MDC-T’s response has been mute and tame at best. The party seems to be in disarray over how to respond to these shortcomings. Gone is the vigour with which they used to spar with Zanu PF and their no-nonsense attitude towards the latter’s shenanigans. Even the rallies they used to hold countrywide to inform their supporters have dwindled.

Party structures at grassroots levels in most areas in the country are nonexistent and in the few areas where they exist, they are shambolic. This has severely weakened the party as the grassroots are the oxygen of any party worth its salt.

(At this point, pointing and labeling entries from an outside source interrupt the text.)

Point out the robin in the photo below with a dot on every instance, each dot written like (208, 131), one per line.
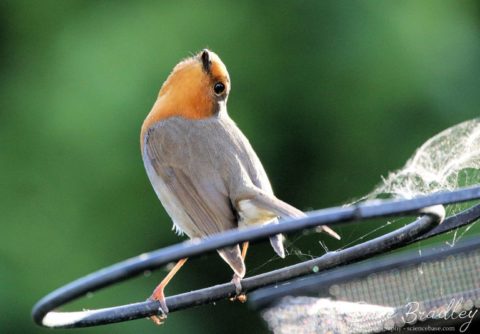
(203, 168)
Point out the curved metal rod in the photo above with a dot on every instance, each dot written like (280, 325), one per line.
(42, 310)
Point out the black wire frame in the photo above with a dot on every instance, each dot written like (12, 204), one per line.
(427, 224)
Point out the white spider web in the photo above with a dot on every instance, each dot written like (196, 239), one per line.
(447, 161)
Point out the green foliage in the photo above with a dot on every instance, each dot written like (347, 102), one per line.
(332, 94)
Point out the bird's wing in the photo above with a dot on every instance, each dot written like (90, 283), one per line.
(269, 203)
(193, 185)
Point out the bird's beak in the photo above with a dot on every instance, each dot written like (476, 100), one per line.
(206, 62)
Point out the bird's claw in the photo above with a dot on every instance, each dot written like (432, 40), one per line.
(241, 297)
(159, 319)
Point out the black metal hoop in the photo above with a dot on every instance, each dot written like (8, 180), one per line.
(427, 225)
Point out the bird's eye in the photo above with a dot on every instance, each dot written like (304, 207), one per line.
(219, 88)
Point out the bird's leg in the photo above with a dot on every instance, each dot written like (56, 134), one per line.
(158, 294)
(241, 297)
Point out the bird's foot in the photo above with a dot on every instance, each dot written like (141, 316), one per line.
(159, 296)
(241, 297)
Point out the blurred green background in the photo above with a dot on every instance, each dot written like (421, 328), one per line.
(332, 94)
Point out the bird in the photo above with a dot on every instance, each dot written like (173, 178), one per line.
(203, 168)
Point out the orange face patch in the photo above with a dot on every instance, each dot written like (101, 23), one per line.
(188, 91)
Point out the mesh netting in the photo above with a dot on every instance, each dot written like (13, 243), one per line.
(380, 302)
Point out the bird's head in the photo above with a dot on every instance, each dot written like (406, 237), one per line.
(197, 88)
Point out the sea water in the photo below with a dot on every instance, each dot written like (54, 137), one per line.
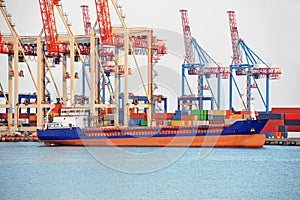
(33, 171)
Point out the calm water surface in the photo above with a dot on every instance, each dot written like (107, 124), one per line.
(33, 171)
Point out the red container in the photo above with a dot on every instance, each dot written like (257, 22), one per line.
(270, 129)
(3, 115)
(293, 128)
(138, 116)
(292, 116)
(278, 135)
(110, 110)
(187, 117)
(275, 122)
(285, 110)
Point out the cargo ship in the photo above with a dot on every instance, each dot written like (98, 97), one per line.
(73, 127)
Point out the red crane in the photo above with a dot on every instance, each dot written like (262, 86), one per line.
(189, 54)
(103, 17)
(237, 56)
(49, 25)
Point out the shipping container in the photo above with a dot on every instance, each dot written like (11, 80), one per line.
(219, 112)
(216, 121)
(230, 121)
(271, 116)
(188, 117)
(195, 112)
(282, 128)
(200, 123)
(167, 123)
(138, 115)
(236, 116)
(270, 129)
(292, 122)
(109, 117)
(143, 122)
(134, 122)
(177, 123)
(181, 112)
(292, 116)
(176, 117)
(269, 134)
(274, 122)
(278, 134)
(285, 110)
(293, 128)
(294, 134)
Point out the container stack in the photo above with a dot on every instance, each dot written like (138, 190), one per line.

At the African Union Summit held in Ethiopia recently, the low level representation by the MDC-T at such a crucial meeting was puzzling especially at a time that President Mugabe and Zanu PF were hell-bent on dragging the country back to the dark days of 2008.

This leaves us wondering if the MDC-T have become complacent since becoming part of the inclusive government. Are they now taking the massive support they enjoy, especially in urban areas, for granted?

It is incumbent upon them to show that they can do more than whine and whimper about Zanu PF and running to Sadc to complain. Otherwise they risk giving Zanu PF room to regroup and reverse the inroads they made in 2008.

Ultimately actions speak louder than words.